The Big Mac
You don’t think about where it came from. You’re drunk or hungry or both, it’s late, you’re at McDonald’s because nowhere else is open and you need something in your mouth. The Big Mac tastes like every Big Mac ever—the bun somehow soft and stale at once, the meat thin and salty, the lettuce doing basically nothing, the sauce too sweet. It’s not really food. It’s the shape hunger takes when there are no better options. You eat it without considering who invented it, without considering much of anything.
Michael Jim
Delligatti invented it. A McDonald’s franchise owner in Pennsylvania, sometime in the ’60s, and he decided the menu needed an upgrade. Two all-beef patties, special sauce, lettuce, cheese, pickles, onions on a sesame seed bun—the jingle came later, everyone learned it, and now it’s sold in roughly ninety countries, billions and billions of them, but Jim never made real money. He got a plaque. That’s the punchline nobody tells—the guy who created one of the most consumed items on Earth got a plaque and not much else.

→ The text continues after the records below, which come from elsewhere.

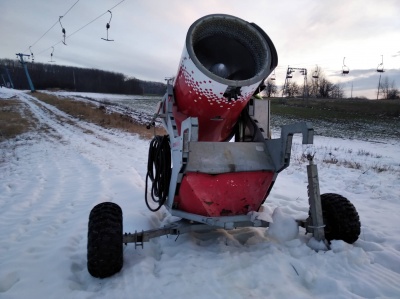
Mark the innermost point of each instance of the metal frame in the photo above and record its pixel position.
(259, 154)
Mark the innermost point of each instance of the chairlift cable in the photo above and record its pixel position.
(81, 27)
(53, 25)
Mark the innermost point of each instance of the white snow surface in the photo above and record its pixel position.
(50, 181)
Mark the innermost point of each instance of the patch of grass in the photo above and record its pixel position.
(98, 115)
(15, 119)
(336, 109)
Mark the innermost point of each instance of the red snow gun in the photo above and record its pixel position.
(218, 163)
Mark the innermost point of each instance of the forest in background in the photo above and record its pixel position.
(53, 76)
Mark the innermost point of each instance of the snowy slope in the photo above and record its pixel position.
(50, 181)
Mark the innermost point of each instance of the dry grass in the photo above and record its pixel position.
(92, 113)
(15, 119)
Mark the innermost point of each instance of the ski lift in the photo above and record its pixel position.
(315, 73)
(289, 74)
(33, 57)
(345, 69)
(380, 69)
(108, 27)
(63, 30)
(51, 56)
(273, 77)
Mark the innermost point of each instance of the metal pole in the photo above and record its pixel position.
(314, 199)
(5, 85)
(379, 85)
(9, 78)
(351, 95)
(21, 60)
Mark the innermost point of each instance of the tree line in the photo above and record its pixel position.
(320, 87)
(52, 76)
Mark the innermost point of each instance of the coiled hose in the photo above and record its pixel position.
(158, 171)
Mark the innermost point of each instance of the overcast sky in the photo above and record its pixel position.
(149, 35)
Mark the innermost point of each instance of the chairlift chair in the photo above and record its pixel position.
(380, 69)
(273, 76)
(345, 69)
(62, 30)
(51, 56)
(315, 73)
(108, 27)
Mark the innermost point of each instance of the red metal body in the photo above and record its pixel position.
(226, 194)
(197, 98)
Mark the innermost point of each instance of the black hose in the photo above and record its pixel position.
(158, 170)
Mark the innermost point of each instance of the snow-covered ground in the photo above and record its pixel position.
(50, 181)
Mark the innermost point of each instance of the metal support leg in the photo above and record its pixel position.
(314, 199)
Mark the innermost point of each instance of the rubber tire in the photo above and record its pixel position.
(340, 218)
(104, 248)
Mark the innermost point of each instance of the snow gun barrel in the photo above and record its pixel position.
(224, 61)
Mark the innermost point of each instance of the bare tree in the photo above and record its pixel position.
(270, 88)
(337, 92)
(389, 90)
(292, 89)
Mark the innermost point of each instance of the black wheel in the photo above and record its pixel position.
(104, 249)
(340, 218)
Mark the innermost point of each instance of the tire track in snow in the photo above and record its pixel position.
(69, 171)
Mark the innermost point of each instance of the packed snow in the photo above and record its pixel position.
(50, 180)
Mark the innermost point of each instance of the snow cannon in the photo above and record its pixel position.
(218, 163)
(224, 61)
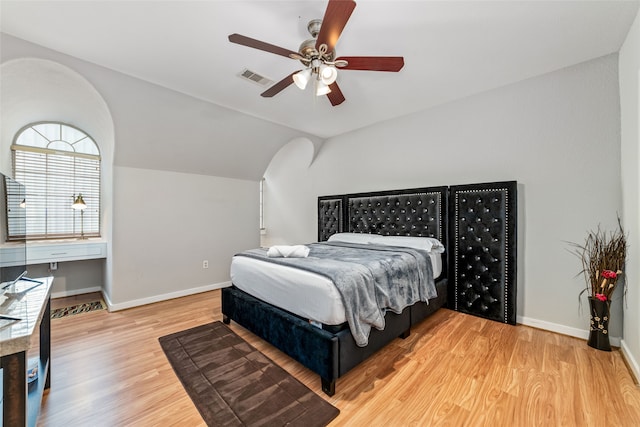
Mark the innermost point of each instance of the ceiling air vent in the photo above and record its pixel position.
(255, 77)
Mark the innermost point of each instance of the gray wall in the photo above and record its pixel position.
(558, 135)
(160, 148)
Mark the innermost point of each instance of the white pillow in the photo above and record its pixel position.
(428, 244)
(362, 238)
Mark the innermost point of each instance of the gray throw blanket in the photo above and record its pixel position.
(370, 278)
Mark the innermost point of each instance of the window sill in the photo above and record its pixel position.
(53, 251)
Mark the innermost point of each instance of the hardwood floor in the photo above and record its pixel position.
(109, 370)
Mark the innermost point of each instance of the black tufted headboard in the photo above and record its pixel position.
(477, 224)
(419, 212)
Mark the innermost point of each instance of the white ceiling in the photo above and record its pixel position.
(452, 49)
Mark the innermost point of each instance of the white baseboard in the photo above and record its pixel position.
(70, 293)
(561, 329)
(163, 297)
(631, 361)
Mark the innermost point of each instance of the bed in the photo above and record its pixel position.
(327, 346)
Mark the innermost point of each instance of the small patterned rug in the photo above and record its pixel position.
(78, 309)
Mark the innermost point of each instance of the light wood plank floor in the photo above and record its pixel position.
(109, 370)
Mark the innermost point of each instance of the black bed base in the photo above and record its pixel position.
(330, 355)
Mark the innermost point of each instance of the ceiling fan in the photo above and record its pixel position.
(318, 55)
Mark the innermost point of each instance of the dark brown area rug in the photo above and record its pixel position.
(233, 384)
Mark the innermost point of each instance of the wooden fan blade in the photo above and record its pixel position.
(279, 87)
(335, 96)
(373, 63)
(335, 18)
(257, 44)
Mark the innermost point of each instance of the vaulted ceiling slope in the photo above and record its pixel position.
(451, 49)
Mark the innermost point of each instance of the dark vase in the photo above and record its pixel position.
(599, 331)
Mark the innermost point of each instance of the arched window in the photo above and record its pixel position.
(57, 163)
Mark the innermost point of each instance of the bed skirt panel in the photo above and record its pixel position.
(421, 310)
(315, 348)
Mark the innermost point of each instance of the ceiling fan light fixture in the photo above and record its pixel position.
(328, 74)
(322, 88)
(302, 78)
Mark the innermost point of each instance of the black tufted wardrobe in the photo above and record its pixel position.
(477, 224)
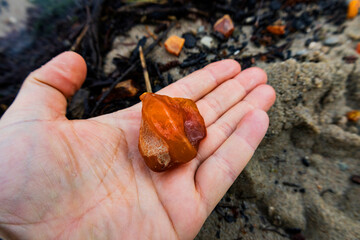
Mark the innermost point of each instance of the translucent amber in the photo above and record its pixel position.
(171, 130)
(277, 30)
(174, 44)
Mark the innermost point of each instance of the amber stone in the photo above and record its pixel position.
(276, 29)
(353, 116)
(224, 26)
(174, 44)
(171, 130)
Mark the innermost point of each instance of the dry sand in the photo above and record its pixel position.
(297, 185)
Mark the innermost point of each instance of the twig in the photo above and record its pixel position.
(145, 72)
(273, 230)
(132, 66)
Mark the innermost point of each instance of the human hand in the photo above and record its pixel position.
(85, 179)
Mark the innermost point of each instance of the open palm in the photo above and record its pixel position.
(85, 179)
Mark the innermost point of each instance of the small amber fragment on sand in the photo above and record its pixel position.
(354, 115)
(174, 44)
(171, 130)
(276, 29)
(224, 26)
(353, 8)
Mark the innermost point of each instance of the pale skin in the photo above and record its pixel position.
(85, 179)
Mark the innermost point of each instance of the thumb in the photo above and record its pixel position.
(44, 92)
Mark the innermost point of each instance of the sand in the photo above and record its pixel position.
(297, 184)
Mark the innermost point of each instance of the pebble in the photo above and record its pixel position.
(190, 40)
(305, 161)
(210, 57)
(302, 52)
(355, 179)
(201, 29)
(331, 41)
(207, 41)
(275, 5)
(315, 46)
(250, 20)
(343, 166)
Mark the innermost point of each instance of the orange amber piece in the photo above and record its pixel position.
(171, 130)
(353, 8)
(276, 29)
(354, 115)
(224, 26)
(174, 44)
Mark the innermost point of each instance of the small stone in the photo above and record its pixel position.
(315, 46)
(250, 20)
(302, 52)
(12, 20)
(331, 41)
(224, 26)
(275, 5)
(343, 166)
(201, 29)
(353, 116)
(305, 161)
(355, 179)
(207, 41)
(210, 57)
(276, 29)
(174, 44)
(190, 40)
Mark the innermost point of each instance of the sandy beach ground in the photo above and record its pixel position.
(13, 15)
(298, 184)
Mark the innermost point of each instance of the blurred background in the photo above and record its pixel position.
(304, 180)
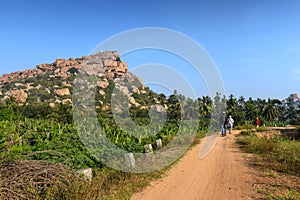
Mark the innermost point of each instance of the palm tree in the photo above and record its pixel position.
(232, 105)
(205, 106)
(271, 110)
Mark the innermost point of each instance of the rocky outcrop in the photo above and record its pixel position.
(62, 92)
(19, 95)
(111, 67)
(52, 83)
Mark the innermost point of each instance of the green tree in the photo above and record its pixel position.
(271, 110)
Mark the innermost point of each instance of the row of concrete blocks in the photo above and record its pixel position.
(129, 157)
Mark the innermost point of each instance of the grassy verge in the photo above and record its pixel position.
(38, 159)
(278, 161)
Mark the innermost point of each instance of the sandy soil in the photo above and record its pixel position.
(221, 175)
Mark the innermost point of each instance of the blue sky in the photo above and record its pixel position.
(255, 44)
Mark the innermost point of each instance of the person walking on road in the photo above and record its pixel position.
(257, 122)
(230, 124)
(224, 123)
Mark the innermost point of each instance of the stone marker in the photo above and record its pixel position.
(129, 160)
(148, 148)
(86, 173)
(159, 143)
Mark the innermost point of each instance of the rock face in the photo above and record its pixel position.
(53, 83)
(19, 95)
(62, 92)
(112, 67)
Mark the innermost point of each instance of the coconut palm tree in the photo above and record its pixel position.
(271, 110)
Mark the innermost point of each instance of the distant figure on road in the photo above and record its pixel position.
(230, 124)
(224, 123)
(257, 122)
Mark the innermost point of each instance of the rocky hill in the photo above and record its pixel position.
(53, 83)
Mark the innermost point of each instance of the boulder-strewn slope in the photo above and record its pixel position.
(53, 83)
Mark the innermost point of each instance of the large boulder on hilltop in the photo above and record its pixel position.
(19, 95)
(62, 92)
(103, 84)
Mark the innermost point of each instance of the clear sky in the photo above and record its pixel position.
(255, 44)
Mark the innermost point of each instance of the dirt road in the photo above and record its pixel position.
(222, 175)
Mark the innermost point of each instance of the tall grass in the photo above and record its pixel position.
(277, 153)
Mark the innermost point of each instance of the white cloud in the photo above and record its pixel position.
(293, 49)
(296, 74)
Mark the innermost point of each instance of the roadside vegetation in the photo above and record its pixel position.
(40, 148)
(277, 158)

It’s become so universal that everyone has a Big Mac memory. Even people who avoid McDonald’s on principle, who’ve spent their lives opting out, will remember a time—usually young, usually late, usually with people they liked—when they ate one anyway. The Big Mac is boring enough and common enough that it registers as almost transparent. You don’t think of it as a created thing, an invention. It just exists, like streets or air.
But Jim created it. And then he died, recently, at 98. There’s an arithmetic to that. You invent something that becomes massive and faceless and profitable for everyone but you, and your name evaporates. The Big Mac is bigger than Jim now. The Big Mac will outlast everyone alive to read this. Billions of people have eaten what he made without knowing his name, without thinking about him for a second. That’s what stuck with me when I heard he was gone. Not sadness, exactly. Just the shape of it. He lived a whole life, built this thing that still feeds people, and mostly nobody knows. I wonder if he was okay with that by the end.